4. Process owners may not know how clean their roles are
It’s highly unlikely that the process owners for the different functions across the S/4 environment will all have a full understanding of the access that’s been granted to other users from the previous SAP ECC system. This means they won’t know how clean their roles are.
So, if a hidden SoD risk already exists in SAP ECC, there is a danger it could unwittingly be lifted across to the new environment. Organisations will then be stuck in the same trap of assigning more and more access to people and again compounding the problem, which will eventually need to be remediated.
5. Limited knowledge or expertise to recommend appropriate role designs or controls
It’s clear that SAP’s standard roles are being recommended for deployment as an adequate measure to secure the new S/4 environment. In addition, at the presentation layer (SAP Fiori), users are sometimes given access to all Fiori applications in the hope that the backend roles and authorisations will prevent an application from being accessed. For most companies this doesn’t go far enough; it also provides a poor (business) user experience.
Traditional implementations indicate that some SAP customers have not recognised the importance of embedding security and controls at the heart of their projects. This is the fundamental cause of many remediation projects. It is likely that functionality is being prioritised within S/4 Hana projects, with security viewed as a non-functional requirement or as a non-event entirely.

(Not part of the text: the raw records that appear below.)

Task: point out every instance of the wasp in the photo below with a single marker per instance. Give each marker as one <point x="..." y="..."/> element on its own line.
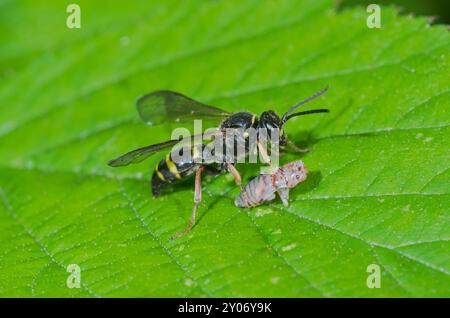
<point x="264" y="187"/>
<point x="165" y="106"/>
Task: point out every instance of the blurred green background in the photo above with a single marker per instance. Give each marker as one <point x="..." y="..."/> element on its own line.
<point x="378" y="185"/>
<point x="440" y="9"/>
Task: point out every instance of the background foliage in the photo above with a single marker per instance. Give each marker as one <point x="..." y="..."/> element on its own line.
<point x="378" y="187"/>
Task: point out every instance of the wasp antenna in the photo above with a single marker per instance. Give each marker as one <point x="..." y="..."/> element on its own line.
<point x="285" y="116"/>
<point x="307" y="112"/>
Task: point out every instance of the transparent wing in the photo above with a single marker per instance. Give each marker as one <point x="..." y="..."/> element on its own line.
<point x="167" y="106"/>
<point x="140" y="154"/>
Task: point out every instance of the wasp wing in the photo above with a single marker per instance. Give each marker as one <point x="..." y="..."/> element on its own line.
<point x="140" y="154"/>
<point x="167" y="106"/>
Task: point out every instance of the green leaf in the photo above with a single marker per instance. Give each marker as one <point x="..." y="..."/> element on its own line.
<point x="377" y="192"/>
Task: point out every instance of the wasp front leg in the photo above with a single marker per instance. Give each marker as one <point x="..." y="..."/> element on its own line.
<point x="296" y="148"/>
<point x="264" y="154"/>
<point x="197" y="199"/>
<point x="236" y="174"/>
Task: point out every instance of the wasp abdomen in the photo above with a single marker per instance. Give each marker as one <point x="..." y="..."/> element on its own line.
<point x="168" y="171"/>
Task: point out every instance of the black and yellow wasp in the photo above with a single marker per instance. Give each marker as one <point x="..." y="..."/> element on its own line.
<point x="165" y="106"/>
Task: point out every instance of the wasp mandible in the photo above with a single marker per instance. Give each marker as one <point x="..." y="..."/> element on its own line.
<point x="164" y="106"/>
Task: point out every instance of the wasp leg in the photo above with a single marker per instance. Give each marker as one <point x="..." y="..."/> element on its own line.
<point x="296" y="148"/>
<point x="197" y="199"/>
<point x="263" y="152"/>
<point x="236" y="175"/>
<point x="212" y="171"/>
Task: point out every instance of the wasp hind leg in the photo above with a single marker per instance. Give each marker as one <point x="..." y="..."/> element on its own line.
<point x="197" y="199"/>
<point x="236" y="175"/>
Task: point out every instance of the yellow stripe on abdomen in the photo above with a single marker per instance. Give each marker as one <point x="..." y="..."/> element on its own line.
<point x="172" y="167"/>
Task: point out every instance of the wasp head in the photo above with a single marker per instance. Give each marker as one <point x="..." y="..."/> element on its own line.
<point x="272" y="122"/>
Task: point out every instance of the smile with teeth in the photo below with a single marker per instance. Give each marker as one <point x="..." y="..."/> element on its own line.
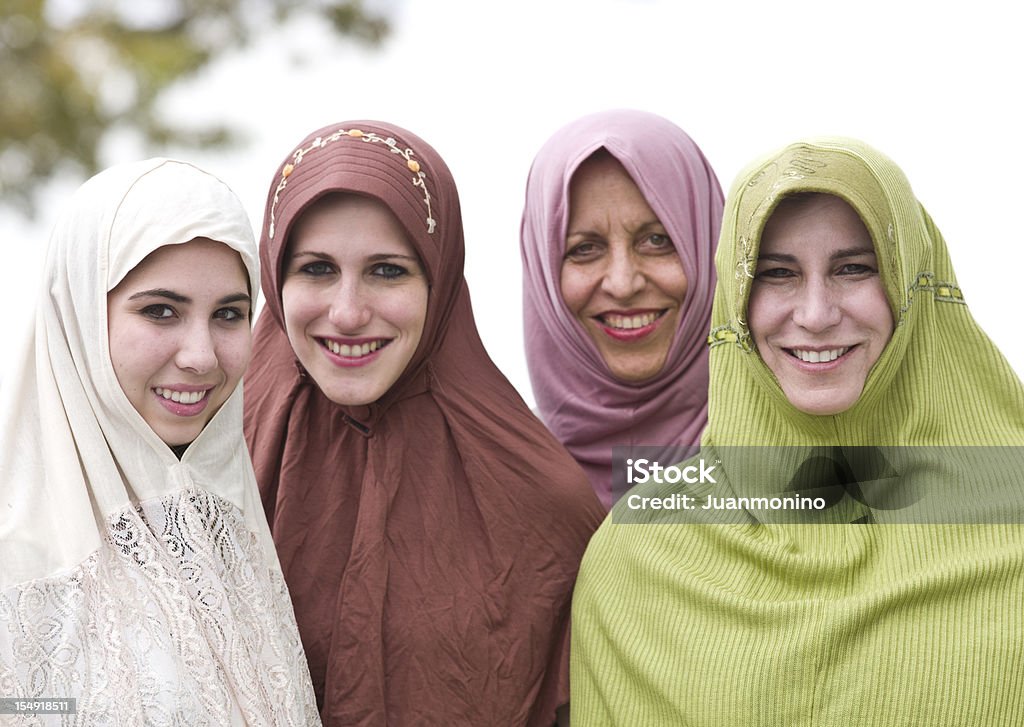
<point x="181" y="396"/>
<point x="354" y="351"/>
<point x="630" y="322"/>
<point x="818" y="356"/>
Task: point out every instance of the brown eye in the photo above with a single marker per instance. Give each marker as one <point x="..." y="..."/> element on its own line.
<point x="583" y="252"/>
<point x="158" y="311"/>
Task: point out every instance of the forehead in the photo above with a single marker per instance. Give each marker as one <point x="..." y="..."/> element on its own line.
<point x="342" y="223"/>
<point x="185" y="263"/>
<point x="806" y="223"/>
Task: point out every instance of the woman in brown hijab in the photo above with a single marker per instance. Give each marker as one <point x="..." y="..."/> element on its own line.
<point x="428" y="525"/>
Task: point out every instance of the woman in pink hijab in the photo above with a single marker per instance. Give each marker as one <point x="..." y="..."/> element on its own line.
<point x="619" y="231"/>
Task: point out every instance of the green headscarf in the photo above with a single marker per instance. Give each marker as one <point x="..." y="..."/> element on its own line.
<point x="815" y="624"/>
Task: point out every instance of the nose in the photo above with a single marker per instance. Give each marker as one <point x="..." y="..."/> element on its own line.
<point x="817" y="307"/>
<point x="623" y="276"/>
<point x="350" y="306"/>
<point x="198" y="351"/>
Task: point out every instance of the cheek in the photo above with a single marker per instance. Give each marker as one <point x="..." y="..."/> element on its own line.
<point x="576" y="284"/>
<point x="667" y="273"/>
<point x="299" y="306"/>
<point x="408" y="310"/>
<point x="757" y="314"/>
<point x="878" y="314"/>
<point x="235" y="350"/>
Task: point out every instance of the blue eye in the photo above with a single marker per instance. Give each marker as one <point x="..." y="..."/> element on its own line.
<point x="230" y="314"/>
<point x="316" y="268"/>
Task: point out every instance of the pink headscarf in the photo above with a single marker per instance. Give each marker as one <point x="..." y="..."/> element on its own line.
<point x="581" y="401"/>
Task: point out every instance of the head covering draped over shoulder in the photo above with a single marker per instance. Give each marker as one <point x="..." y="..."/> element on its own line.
<point x="430" y="539"/>
<point x="903" y="623"/>
<point x="938" y="357"/>
<point x="143" y="586"/>
<point x="582" y="402"/>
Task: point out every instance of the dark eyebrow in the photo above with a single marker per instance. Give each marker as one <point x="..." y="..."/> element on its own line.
<point x="838" y="255"/>
<point x="312" y="253"/>
<point x="178" y="298"/>
<point x="235" y="298"/>
<point x="161" y="293"/>
<point x="391" y="256"/>
<point x="852" y="252"/>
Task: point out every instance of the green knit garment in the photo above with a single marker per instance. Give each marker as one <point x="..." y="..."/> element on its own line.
<point x="821" y="625"/>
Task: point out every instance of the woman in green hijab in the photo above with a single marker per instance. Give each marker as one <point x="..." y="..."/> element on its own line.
<point x="848" y="377"/>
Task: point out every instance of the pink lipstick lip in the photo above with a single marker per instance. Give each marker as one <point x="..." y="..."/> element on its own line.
<point x="188" y="388"/>
<point x="820" y="367"/>
<point x="634" y="334"/>
<point x="352" y="361"/>
<point x="183" y="410"/>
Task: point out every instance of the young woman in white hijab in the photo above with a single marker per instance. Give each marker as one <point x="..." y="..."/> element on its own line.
<point x="137" y="574"/>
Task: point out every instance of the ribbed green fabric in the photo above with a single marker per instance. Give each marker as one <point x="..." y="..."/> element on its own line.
<point x="787" y="625"/>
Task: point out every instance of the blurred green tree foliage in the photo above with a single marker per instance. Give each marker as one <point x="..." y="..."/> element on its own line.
<point x="72" y="71"/>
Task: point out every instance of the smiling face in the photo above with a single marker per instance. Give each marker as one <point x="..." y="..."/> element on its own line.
<point x="354" y="297"/>
<point x="621" y="275"/>
<point x="818" y="312"/>
<point x="179" y="335"/>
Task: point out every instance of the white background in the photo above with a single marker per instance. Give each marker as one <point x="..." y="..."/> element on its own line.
<point x="938" y="89"/>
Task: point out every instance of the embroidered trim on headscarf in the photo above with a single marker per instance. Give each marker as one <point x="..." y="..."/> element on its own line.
<point x="729" y="334"/>
<point x="419" y="176"/>
<point x="942" y="292"/>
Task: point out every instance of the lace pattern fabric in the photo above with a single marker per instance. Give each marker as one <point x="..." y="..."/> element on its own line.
<point x="175" y="621"/>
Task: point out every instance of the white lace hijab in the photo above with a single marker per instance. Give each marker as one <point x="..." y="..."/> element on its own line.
<point x="144" y="587"/>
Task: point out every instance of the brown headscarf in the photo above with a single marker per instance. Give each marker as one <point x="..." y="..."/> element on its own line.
<point x="430" y="540"/>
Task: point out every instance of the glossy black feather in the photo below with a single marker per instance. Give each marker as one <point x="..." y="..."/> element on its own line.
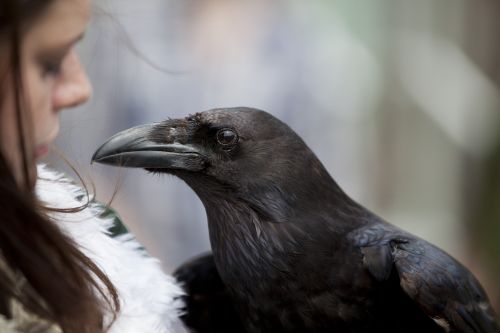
<point x="294" y="252"/>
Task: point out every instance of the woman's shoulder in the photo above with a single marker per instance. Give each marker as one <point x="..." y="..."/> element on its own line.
<point x="22" y="321"/>
<point x="149" y="297"/>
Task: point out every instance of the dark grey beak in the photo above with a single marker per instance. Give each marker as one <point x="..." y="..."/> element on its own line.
<point x="133" y="148"/>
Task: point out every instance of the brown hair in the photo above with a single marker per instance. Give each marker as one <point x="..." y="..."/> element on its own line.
<point x="63" y="285"/>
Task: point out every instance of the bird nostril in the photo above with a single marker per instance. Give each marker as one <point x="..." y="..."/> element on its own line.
<point x="227" y="137"/>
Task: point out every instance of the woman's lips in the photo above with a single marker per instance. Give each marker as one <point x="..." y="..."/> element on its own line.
<point x="41" y="150"/>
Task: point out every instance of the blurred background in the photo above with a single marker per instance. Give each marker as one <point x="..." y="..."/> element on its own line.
<point x="399" y="99"/>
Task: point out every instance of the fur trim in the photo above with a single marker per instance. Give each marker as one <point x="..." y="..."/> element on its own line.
<point x="149" y="298"/>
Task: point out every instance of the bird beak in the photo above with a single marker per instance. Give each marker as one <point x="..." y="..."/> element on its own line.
<point x="133" y="148"/>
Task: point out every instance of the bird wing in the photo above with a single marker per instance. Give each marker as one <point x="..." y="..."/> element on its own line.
<point x="444" y="289"/>
<point x="208" y="307"/>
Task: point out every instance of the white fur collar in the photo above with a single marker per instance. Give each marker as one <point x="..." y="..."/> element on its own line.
<point x="148" y="297"/>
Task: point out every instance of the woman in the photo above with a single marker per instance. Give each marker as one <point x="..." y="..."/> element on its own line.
<point x="59" y="271"/>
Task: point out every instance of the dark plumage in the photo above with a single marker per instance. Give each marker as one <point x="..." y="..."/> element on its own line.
<point x="295" y="253"/>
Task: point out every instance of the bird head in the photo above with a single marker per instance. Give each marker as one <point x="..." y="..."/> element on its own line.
<point x="235" y="154"/>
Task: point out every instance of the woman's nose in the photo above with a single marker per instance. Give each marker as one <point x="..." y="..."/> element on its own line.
<point x="72" y="87"/>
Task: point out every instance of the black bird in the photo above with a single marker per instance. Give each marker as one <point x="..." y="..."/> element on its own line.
<point x="295" y="253"/>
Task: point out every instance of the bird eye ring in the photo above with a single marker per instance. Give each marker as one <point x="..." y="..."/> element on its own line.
<point x="226" y="137"/>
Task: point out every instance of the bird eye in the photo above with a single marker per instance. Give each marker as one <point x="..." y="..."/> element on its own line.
<point x="227" y="137"/>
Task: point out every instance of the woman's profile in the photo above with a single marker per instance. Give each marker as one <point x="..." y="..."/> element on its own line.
<point x="59" y="269"/>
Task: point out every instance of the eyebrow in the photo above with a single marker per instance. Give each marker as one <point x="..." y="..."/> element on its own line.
<point x="73" y="41"/>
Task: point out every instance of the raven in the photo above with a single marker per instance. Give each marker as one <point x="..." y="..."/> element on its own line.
<point x="296" y="253"/>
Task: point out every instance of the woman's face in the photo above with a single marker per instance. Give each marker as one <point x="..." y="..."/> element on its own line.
<point x="53" y="80"/>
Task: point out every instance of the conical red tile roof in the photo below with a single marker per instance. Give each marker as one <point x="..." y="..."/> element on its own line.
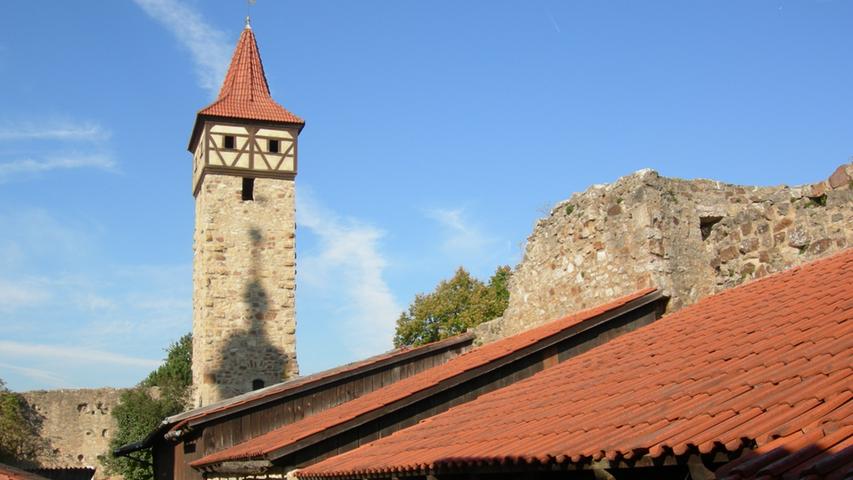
<point x="245" y="94"/>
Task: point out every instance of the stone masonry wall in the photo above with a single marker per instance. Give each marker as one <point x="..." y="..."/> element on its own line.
<point x="691" y="238"/>
<point x="78" y="425"/>
<point x="244" y="280"/>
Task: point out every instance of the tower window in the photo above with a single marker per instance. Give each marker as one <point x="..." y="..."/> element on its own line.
<point x="248" y="189"/>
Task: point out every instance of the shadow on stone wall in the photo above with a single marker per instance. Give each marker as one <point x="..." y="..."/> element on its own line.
<point x="248" y="359"/>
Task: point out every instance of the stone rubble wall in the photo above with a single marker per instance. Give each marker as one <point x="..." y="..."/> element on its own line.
<point x="78" y="424"/>
<point x="690" y="238"/>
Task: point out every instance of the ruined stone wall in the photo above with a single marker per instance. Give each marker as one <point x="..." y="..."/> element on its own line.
<point x="244" y="280"/>
<point x="77" y="424"/>
<point x="691" y="238"/>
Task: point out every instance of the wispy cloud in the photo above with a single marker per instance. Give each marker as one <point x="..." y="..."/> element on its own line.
<point x="461" y="234"/>
<point x="350" y="262"/>
<point x="32" y="166"/>
<point x="208" y="46"/>
<point x="38" y="375"/>
<point x="18" y="294"/>
<point x="77" y="354"/>
<point x="65" y="130"/>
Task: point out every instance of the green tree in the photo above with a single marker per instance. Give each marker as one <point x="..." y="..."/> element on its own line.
<point x="162" y="393"/>
<point x="453" y="307"/>
<point x="20" y="442"/>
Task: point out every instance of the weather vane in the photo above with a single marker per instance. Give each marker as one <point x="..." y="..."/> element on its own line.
<point x="249" y="4"/>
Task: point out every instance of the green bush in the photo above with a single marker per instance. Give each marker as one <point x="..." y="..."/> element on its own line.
<point x="20" y="443"/>
<point x="453" y="307"/>
<point x="164" y="392"/>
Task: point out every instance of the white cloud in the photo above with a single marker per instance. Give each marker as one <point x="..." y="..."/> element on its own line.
<point x="31" y="166"/>
<point x="39" y="375"/>
<point x="349" y="262"/>
<point x="14" y="295"/>
<point x="208" y="46"/>
<point x="78" y="354"/>
<point x="462" y="236"/>
<point x="66" y="130"/>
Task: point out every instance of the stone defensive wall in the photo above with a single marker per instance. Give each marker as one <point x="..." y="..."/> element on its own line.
<point x="78" y="425"/>
<point x="690" y="238"/>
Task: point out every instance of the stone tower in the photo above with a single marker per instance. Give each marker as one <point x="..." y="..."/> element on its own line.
<point x="244" y="269"/>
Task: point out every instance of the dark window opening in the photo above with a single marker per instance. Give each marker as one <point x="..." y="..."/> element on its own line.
<point x="706" y="224"/>
<point x="248" y="189"/>
<point x="819" y="201"/>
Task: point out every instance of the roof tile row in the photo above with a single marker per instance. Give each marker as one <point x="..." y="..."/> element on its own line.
<point x="293" y="433"/>
<point x="767" y="365"/>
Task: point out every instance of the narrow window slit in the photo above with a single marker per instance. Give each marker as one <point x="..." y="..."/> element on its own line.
<point x="706" y="224"/>
<point x="248" y="189"/>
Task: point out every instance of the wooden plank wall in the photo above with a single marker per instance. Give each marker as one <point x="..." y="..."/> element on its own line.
<point x="172" y="459"/>
<point x="521" y="368"/>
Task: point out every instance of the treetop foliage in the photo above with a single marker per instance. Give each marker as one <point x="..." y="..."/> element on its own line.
<point x="453" y="307"/>
<point x="164" y="392"/>
<point x="20" y="442"/>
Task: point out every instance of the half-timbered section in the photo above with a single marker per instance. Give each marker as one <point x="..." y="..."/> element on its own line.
<point x="754" y="382"/>
<point x="190" y="435"/>
<point x="259" y="149"/>
<point x="402" y="404"/>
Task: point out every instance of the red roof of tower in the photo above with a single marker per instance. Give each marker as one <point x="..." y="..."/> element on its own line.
<point x="245" y="94"/>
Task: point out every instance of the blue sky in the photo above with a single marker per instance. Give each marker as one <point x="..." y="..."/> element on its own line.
<point x="437" y="133"/>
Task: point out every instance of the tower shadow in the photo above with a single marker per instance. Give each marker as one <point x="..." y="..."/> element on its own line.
<point x="248" y="359"/>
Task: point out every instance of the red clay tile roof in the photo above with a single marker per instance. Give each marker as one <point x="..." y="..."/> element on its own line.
<point x="767" y="365"/>
<point x="245" y="93"/>
<point x="11" y="473"/>
<point x="290" y="387"/>
<point x="292" y="433"/>
<point x="284" y="388"/>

At some point, users will need to log in to this new environment and, at that time, security and control will become vital. ‘Security’, because users will need to use the functionality being deployed and ‘Control’ because the enterprise needs to be protected from risks that may occur. With data one of an organisation’s most critical assets, it would be an ill-advised approach not to factor in strategies to protect it from the outset.
At the very least a way to analyse and validate the suitability of these standard roles to spot where risks might exist needs to be found. But in an ideal world, the right level of expertise needs to be involved from the very start of an S/4 Hana transformation to design roles in the right way.
It’s likely that existing SAP customers will be impacted more by a move to S/4, especially those looking to migrate from SAP ECC. But whatever the starting point, the advice above is applicable to any organisation implementing SAP’s new platform. In summary, putting the right amount of effort into good role design and access management at the beginning of a project avoids a much bigger remediation challenge 12 to 18 months later.